UK

Ministers rip up protections for torture victims and asylum seekers in processing centres

Ministers are ripping up protections for torture victims and asylum seekers arriving on small boats, while quadrupling the time they can be held at controversial processing centres.

Immigration minister Robert Jenrick has quietly rewritten the law governing short-term holding facilities such as Manston to dramatically downgrade standards of healthcare, legal advice, communications and sleeping conditions.

Charities have accused the government of making it “easier to get away with horrors” that saw a man die of diphtheria last month with the changes.

Experts fear that victims of torture will not be identified after crossing the Channel, because obligations to report concerns about torture, suicidal ideas, mental health or any person “injuriously affected by continued detention” are being removed.

The changes were lodged as a statutory instrument without debate in parliament, or a public announcement, on Thursday and will come into force on 5 January.

They will mean that migrants can be held at Manston for four days and in worse conditions, without the government breaking the law.

Ministers came under pressure over major overcrowding at Manston in the autumn, when it emerged that some asylum seekers were being detained far beyond the 24-hour legal limit, while sleeping on the floor of tents.

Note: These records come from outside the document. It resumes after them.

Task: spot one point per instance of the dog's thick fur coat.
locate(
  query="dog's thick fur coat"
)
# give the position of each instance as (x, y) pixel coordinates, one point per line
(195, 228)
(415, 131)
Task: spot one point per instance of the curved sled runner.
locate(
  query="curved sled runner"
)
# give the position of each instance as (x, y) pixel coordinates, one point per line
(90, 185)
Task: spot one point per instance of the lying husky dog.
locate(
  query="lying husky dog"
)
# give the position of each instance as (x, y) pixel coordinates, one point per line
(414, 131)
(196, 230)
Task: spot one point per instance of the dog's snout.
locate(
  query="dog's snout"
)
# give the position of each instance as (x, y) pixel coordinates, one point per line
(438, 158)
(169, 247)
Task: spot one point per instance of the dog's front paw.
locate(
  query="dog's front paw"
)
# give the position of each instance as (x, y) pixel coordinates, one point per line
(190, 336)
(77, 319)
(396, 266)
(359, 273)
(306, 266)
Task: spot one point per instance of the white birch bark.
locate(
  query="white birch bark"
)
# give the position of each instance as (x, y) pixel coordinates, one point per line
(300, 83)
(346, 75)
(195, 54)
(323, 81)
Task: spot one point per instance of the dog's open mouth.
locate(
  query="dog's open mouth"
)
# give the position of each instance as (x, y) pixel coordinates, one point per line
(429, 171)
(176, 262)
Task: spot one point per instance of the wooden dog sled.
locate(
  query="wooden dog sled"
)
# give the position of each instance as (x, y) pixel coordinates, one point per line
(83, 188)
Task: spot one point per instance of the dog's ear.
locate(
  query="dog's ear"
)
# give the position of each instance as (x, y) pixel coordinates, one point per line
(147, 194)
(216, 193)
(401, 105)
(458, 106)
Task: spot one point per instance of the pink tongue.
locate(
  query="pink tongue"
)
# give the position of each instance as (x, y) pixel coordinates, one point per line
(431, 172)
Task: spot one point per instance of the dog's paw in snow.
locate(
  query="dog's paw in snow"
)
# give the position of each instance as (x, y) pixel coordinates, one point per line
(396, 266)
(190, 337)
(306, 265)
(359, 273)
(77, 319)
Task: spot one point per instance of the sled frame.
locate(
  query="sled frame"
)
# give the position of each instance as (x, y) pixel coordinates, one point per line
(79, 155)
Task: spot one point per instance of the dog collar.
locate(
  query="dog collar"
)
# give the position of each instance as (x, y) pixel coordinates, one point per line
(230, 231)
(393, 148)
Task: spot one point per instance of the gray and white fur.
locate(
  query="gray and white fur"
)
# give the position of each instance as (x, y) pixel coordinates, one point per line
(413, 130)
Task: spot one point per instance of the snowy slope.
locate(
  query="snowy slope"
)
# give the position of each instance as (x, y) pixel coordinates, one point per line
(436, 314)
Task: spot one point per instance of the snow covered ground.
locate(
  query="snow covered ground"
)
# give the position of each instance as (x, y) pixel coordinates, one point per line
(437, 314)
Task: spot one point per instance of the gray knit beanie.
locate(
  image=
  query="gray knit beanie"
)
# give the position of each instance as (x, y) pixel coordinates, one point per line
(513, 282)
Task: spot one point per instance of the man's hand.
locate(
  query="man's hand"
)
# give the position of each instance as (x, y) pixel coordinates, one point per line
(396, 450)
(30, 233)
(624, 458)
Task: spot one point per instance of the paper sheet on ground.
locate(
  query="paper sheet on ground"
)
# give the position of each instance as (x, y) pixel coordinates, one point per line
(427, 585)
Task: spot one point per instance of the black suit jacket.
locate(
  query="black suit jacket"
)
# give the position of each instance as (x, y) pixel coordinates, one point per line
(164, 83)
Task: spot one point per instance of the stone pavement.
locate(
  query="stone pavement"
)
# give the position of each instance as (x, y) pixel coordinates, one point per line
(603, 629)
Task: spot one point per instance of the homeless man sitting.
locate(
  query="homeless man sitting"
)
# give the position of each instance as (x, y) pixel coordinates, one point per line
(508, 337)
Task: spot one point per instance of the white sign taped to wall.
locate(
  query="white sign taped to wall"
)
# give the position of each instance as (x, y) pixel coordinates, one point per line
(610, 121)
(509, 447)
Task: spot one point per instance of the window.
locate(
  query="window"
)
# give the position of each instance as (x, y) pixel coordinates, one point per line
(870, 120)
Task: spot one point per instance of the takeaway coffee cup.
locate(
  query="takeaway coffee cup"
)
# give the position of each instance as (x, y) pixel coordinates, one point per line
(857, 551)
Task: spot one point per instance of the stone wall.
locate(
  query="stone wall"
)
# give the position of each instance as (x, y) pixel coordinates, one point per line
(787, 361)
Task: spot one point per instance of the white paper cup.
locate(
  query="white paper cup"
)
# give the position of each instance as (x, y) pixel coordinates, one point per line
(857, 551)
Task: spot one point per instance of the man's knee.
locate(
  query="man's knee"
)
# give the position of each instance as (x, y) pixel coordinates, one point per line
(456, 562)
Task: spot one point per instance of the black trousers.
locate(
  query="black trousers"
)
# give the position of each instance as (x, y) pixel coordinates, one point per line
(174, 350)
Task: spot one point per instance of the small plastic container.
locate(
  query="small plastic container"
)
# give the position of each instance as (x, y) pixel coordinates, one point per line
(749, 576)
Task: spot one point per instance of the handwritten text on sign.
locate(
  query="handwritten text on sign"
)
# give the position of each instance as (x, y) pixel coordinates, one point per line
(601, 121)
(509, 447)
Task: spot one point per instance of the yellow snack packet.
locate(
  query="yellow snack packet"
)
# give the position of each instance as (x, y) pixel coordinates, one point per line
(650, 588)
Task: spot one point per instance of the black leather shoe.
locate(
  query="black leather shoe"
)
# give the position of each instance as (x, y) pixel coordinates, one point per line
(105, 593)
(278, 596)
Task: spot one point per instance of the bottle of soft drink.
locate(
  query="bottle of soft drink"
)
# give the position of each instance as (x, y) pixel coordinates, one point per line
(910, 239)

A lawyer who works on unlawful detention cases told The Independent the move was part of a pattern of the government making “constant amendments in response to legal challenges”.

“All they are doing is making it lawful to do things that were previously unlawful,” added the solicitor, who did not want to be named. “There’s a reason these policies were created in the first place.”

The 2018 rules being changed have been used in numerous successful challenges by migrants and asylum seekers who were unlawfully detained by the government, and The Independent understands that individual cases have seen the Home Office pay up to £40,000 in compensation.

A pre-action letter said The Short-term Holding Facility Rules 2018 meant that migrants could only be held for 24 hours at Manston without a formal extension in “exceptional circumstances”, and had to be granted confidential meetings with lawyers, access to mobile phones, and internet access.

All of those entitlements are being downgraded for a new category of detention centre, which the government has labelled a “residential holding room”.

The new law says people can be detained for 96 hours, or longer if authorised by the home secretary in “exceptional circumstances”, up on the previous 24 hours.

Sweeping changes have been made to healthcare requirements, with a clause stating that detainees must be medically screened within two hours changed to make the time period 24 hours, or longer if “not possible”.

Medics will only have to identify “any immediate risk to health” and review the person’s detention – a dramatic downgrade on the 2018 law, which specified that they must report anyone whose health would be affected by continued detention or the conditions.

It said that anyone suspected of having suicidal intentions had to be reported to a manager and cared for, and that “concerns that a detained person may have been a victim of torture” must be formally raised.

Formal reports had to be drawn up into any identified cases and sent to the Home Office, while staff made “any special arrangements necessary”.

Asylum seekers will only be legally entitled to medical care if they “become ill or sustain an injury”, whereas the previous law mandated “access to a healthcare professional” for anyone who asked.

The new law states that the size, lighting, heating, ventilation and fittings of facilities are “adequate for health”, cutting out parts of the 2018 law that mandated storage and the ability to communicate with staff.